KBI Laporkan Kinerja Polri ke Komnas HAM

Kompas.com - 27/10/2008, 15:58 WIB

JAKARTA, SENIN - Komite Bangkit Indonesia (KBI) akan melaporkan kinerja aparat penegak hukum ke Komnas HAM terkait beberapa pemanggilan tak jelas terhadap Ferry J Juliantono (Sekjen KBI) dan aktivis 1998 Wahab Talaohu. Pasalnya, pemanggilan mereka sebagai saksi belum jelas tersangka yang diajukan seperti yang tertera dalam surat panggilan kepolisian. Hal itu dikatakan Kuasa hukum saksi Wahab JJ Amstrong Sembiring dalam konferensi pers di Restoran Pulau Dua, Jakarta, hari ini.

"Kami akan melaporkan pada Komnas HAM atas kinerja aparat hukum yang tidak jelas dan bahkan akan mengajukan pra-peradilan terhadap pemanggilan saksi-saksi tanpa tersangka yang jelas," kata Adhie.

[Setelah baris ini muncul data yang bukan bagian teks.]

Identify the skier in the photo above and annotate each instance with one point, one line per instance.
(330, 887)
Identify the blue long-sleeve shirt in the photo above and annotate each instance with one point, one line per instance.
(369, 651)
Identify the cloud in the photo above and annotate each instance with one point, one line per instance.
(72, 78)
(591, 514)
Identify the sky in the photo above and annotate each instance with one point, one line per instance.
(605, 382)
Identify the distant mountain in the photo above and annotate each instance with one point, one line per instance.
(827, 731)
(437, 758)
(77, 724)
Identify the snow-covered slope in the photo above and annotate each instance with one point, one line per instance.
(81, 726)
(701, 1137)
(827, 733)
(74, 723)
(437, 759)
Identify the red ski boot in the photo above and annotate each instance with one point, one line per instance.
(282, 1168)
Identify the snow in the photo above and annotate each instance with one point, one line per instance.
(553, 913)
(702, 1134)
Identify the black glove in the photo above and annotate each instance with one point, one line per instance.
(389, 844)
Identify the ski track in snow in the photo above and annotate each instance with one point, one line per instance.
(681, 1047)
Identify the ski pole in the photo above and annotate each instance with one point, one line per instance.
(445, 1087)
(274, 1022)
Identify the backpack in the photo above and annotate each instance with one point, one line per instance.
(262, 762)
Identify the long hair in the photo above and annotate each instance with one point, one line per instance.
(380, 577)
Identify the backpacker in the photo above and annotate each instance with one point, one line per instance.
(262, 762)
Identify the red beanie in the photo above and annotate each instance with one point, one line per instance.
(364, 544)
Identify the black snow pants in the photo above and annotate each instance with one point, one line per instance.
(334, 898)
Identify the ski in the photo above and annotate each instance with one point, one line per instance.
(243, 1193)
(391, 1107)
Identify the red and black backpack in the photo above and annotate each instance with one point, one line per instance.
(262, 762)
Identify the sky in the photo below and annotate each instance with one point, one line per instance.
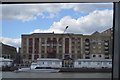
(82, 18)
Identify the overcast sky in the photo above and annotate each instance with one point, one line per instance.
(82, 18)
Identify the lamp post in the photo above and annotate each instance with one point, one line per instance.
(65, 29)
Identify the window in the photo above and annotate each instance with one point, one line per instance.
(100, 56)
(94, 55)
(79, 62)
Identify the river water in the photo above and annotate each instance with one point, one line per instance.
(55, 75)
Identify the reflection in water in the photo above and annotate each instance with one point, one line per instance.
(55, 75)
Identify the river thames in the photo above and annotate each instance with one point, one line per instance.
(55, 75)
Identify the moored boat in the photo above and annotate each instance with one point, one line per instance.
(35, 68)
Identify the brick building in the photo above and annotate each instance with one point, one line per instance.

Seperti diketahui, Wahab Talaohu menolak dipanggil sebagai saksi pada Jumat (24/10) dengan alasan dalam surat panggilan itu dengan nomor S.Pgl/1066/X/2008/Dit.I tidak menjelaskan siapa tersangkanya. Ia telah tujuh kali dipanggil dalam kaitan dengan aksi demo mahasiswa di Jakarta. Di antaranya aksi di Istana Negara 12 Mei, aksi di UKI Cawang 24 Mei, aksi di Moestopo 27 Mei, dan terakhir aksi di depan Atmajaya yang telah dijelaskan di Berita Acara Pemeriksaan (BAP) terdahulu.

"Secara normatif, Wahab dipanggil sebagai saksi bukan tersangka. Maka berdasar UU Perlindungan Saksi dan Korban tak boleh ada intimidasi dalam proses pemeriksaan," ujar Adhie.

Ia juga menjelaskan ketentuan dalam KUHAP pasal 117 ayat 1 yakni keterangan tersangka dan atau saksi kepada penyidik diberikan tanpa tekanan dari siapa pun dan atau dalam bentuk apapun. "Kami menyesalkan dalam pemeriksaan terjadi intimidasi dan tekanan terhadap Wahab sebagai saksi. Ini menunjukkan aparatur hukum tak proporsional dalam menangani perkara ini," katanya.

Sedangkan Wahab dipanggil selama tujuh kali, dikatakan Amstrong, atas kasus Ferry yang sekarang berkas perkaranya sedang dilimpahkan ke Kejagung. "Jadi Wahab menolak panggilan terakhir, Jumat lalu, karena memang seharusnya BAP Ferry sudah selesai dan diserahkan ke Kejagung," ujarnya.

Armstrong menyatakan ada kesan polisi mengintimidasi dan menakut-nakuti saksi untuk membuka kasus baru dengan tersangka Rizal Ramli. "Sudah ada buktinya, Ferry diganjar tambahan pasal 221 KUHP karena menolak dijadikan saksi untuk menjadikan Rizal tersangka. Ia dipenjara di Mabes Polri sejak 27 Juni dengan tuduhan sumir mendalangi demo tolak kenaikan harga BBM," tandas Armstrong.